As if aware of this shadow, the Olympic programmers included a nice opening piece comparing the craftmanship of Milan’s iconic Duomo to the skill, patience, and desire for excellence required of Olympians. The piece was nice, if a bit heavy on human artistry and light on glorifying God with our gifts, but the fascinating bit was that it was narrated by Stanley Tucci, who played Caesar Flickerman in the Hunger Games film adaptations. He was not, I am sure, chosen for that reason, but for his connections to Italy and his wonderful voice. Yet, I was interested in the irony of the same voice welcoming viewers to the Olympics in Milan and introducing the Victors about to die for the audience’s entertainment in Panem.

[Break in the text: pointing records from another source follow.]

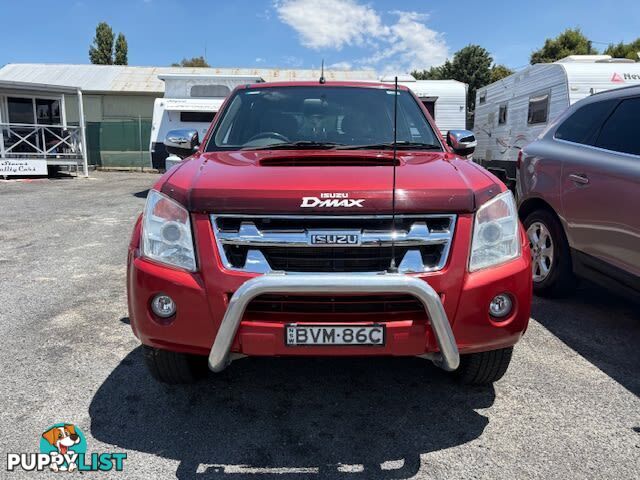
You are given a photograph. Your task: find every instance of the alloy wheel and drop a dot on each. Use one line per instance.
(541, 250)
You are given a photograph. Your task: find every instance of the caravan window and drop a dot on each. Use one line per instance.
(210, 91)
(584, 122)
(197, 117)
(502, 114)
(538, 109)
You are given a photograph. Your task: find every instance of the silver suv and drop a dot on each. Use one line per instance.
(579, 195)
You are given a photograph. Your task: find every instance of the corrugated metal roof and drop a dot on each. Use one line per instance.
(127, 79)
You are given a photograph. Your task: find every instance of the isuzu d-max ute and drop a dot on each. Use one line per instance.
(327, 219)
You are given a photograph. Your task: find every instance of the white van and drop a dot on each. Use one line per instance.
(512, 112)
(446, 100)
(190, 102)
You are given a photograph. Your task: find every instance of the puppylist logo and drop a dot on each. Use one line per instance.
(63, 448)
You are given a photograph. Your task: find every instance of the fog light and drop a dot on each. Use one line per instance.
(163, 306)
(500, 306)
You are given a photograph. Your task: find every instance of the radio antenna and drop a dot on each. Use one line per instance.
(392, 267)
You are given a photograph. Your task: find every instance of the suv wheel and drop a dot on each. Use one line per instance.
(173, 367)
(485, 367)
(550, 255)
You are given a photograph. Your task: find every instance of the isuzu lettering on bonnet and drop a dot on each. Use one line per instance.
(327, 218)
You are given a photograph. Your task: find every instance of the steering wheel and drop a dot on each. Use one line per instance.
(275, 135)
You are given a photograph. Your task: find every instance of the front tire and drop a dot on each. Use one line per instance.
(173, 367)
(484, 368)
(550, 255)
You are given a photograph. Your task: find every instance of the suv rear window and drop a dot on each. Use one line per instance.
(621, 132)
(585, 122)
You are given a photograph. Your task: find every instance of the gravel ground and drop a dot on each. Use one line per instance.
(567, 408)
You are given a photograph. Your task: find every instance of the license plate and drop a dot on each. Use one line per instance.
(305, 335)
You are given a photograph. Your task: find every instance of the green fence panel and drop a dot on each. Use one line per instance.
(122, 143)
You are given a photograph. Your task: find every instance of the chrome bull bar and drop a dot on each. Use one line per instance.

For now, I will enjoy watching a wide array of athletes jump, slide, and swoosh. Perhaps some of them normally live under governments as repressive as the Capitol. Some, surely, have been mistreated as surely as the Careers groomed for violence and death or the Victors whose actions are controlled by threats upon those they love. There will be sore losers, there will be scandals, there will be injuries. But for now, there will also be triumphs, there will be opportunities for people of faith to reach those who are seeking, there will be friendships formed, there will be positive memories made by those participating and those watching. I am grateful for these gifts, these reminders of the good, even as I also remember how humans can break the gifts God gives us. Over the next few weeks, may we all be reminded to treat with care the gifts we have been given, so that our lives will look more like Milano-Cortina, and less like the Capitol.